ROMA. Lavoro, banche, legge elettorale; ma anche l'immigrazione, con un possibile nuovo intervento del governo sulla querelle del reato di ingresso clandestino.
Sono questi i temi principali dell'agenda politica post Natalizia, che si intrecciano con quella della Corte costituzionale chiamata a pronunciarsi, rispettivamente l'11 gennaio e il 24, proprio sui temi del lavoro e della legge elettorale, con sentenze che avranno un impatto politico rilevante.
La Consulta, mercoledì, si pronuncerà sull'ammissibilità di tre referendum abrogativi della Cgil riguardanti il Jobs Act, i voucher e sugli appalti.
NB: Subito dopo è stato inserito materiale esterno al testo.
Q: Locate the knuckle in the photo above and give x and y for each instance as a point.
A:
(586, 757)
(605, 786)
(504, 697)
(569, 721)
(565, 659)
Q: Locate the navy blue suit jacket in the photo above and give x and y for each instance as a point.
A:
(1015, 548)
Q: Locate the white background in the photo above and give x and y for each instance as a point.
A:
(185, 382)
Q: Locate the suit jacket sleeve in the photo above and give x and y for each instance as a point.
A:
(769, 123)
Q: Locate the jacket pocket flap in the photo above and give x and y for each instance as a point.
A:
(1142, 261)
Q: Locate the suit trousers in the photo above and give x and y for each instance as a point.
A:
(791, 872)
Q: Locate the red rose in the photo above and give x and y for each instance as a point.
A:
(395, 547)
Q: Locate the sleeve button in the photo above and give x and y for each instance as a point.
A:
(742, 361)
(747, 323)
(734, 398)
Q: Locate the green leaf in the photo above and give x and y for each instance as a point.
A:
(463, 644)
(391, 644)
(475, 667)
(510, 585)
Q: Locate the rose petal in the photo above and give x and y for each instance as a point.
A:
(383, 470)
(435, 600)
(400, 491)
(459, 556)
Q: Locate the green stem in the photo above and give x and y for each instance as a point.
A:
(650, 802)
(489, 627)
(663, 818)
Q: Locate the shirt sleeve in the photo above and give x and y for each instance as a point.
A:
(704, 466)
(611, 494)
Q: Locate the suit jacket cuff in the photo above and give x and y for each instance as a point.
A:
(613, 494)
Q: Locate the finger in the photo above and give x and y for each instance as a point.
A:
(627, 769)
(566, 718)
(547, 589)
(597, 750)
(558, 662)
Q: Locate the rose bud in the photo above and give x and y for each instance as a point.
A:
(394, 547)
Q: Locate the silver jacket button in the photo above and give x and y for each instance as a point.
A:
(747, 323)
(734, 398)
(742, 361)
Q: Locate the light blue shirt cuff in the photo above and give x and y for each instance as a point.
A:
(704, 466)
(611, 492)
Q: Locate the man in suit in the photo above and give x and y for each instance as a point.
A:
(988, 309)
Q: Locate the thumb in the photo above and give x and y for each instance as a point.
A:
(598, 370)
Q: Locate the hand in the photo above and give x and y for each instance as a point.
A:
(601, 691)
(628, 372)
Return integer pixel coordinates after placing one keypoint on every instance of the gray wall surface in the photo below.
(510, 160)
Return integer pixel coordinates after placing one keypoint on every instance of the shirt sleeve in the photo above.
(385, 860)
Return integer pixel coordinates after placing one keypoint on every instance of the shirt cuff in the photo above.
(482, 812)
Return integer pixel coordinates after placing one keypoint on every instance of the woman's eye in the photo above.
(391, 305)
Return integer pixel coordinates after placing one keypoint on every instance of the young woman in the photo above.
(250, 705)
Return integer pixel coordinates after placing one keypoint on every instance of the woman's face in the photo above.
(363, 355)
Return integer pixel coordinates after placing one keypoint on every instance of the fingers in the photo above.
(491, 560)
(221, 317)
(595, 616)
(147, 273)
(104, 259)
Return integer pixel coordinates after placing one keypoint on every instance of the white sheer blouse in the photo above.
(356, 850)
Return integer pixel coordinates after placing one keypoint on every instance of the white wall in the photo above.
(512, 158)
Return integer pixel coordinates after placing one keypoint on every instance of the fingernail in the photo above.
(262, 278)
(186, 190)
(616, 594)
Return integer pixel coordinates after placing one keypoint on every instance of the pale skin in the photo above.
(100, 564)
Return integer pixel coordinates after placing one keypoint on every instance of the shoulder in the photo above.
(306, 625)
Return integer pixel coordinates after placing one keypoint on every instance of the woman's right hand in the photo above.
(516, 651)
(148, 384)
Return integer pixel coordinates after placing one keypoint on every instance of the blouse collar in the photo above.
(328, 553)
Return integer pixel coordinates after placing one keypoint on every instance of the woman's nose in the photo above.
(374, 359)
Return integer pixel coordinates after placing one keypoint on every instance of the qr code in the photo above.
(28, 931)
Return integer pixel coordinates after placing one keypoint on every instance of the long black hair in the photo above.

L'Avvocatura dello Stato ha chiesto alla Corte di dichiarare inammissibile il referendum sul Jobs Act che non sarebbe soppressivo ma «manipolativo e propositivo».
Ci sono invece pochi dubbi sull'ammissibilità degli altri due quesiti. Ma sui voucher il Parlamento sta lavorando, non per abrogarli, bensì per modificarli, riportandoli all'originale profilo, dopo che la legge Fornero del 2012 e un decreto del 2013 del governo Letta li avevano liberalizzati: lo stesso 11 gennaio la Commissione lavoro della Camera riprenderà l'esame del ddl di Cesare Damiano (Pd), che va in questa direzione.
I referendum devono tenersi tra il 15 aprile e il 15 giugno; servirebbe dunque una corsa contro il tempo da parte di Camera e Senato per approvare la riforma dei voucher prima delle urne. Cosa possibile se si sceglie una data tarda.
Se poi la Corte ammettesse anche il referendum abrogativo del Jobs Act si porrebbe un problema politico per la maggioranza, analogo a quello presentatosi con il referendum costituzionale: una eventuale bocciatura popolare anche del Jobs Act sarebbe un terremoto per il governo e il Pd. E qui il tema lavoro si intreccia con quello della legge elettorale.
Il 24 gennaio è attesa la sentenza della Consulta su dei ricorsi contro alcuni punti dell'Italicum. Qualsiasi sarà la decisione, il problema è avere una legge elettorale omogenea per Camera e Senato, condizione posta dal presidente Sergio Mattarella, per andare al voto anticipato.
Ieri il renziano Roberto Giachetti (come il ministro Graziano Delrio e Ettore Rosato) ha insistito sull'approvazione rapida di una legge elettorale così da permettere urne in primavera. Ciò farebbe slittare di un anno i referendum: a Palazzo Chigi sottolineano che non c'è nesso tra le due cose, tanto è vero che l'Esecutivo non prenderà iniziative legislative sulla legge elettorale, limitandosi a «favorire» il lavoro delle Camere.
Comunque il governo ha trasmesso sia il decreto Milleproroghe sia il Salva-banche al Senato, lasciando così «libero» il Calendario della Camera per la riforma dell'Italicum. Il terzo grande tema sono le banche, con il decreto che inizierà il suo cammino in Commissione Finanze del Senato, martedì 10. Lo stesso giorno l'Aula di Palazzo Madama voterà per accordare la procedura di urgenza all'iter dei ddl (presentati da tutti i gruppi) che istituiscono una Commissione di inchiesta su Mps.
Il governo conta su un approccio bipartisan sul decreto banche, ma alla Camera il capogruppo di Fi Renato Brunetta ha portato in Aula una mozione sul tema che impegna il governo a iniziative legislative più ampie (compreso il ritocco della riforma delle Popolari) su cui non c'è consenso da parte della maggioranza. Anche sulla mozione si voterà in settimana e un clima di dialogo o infuocato potrebbe influire sul confronto sulla legge elettorale.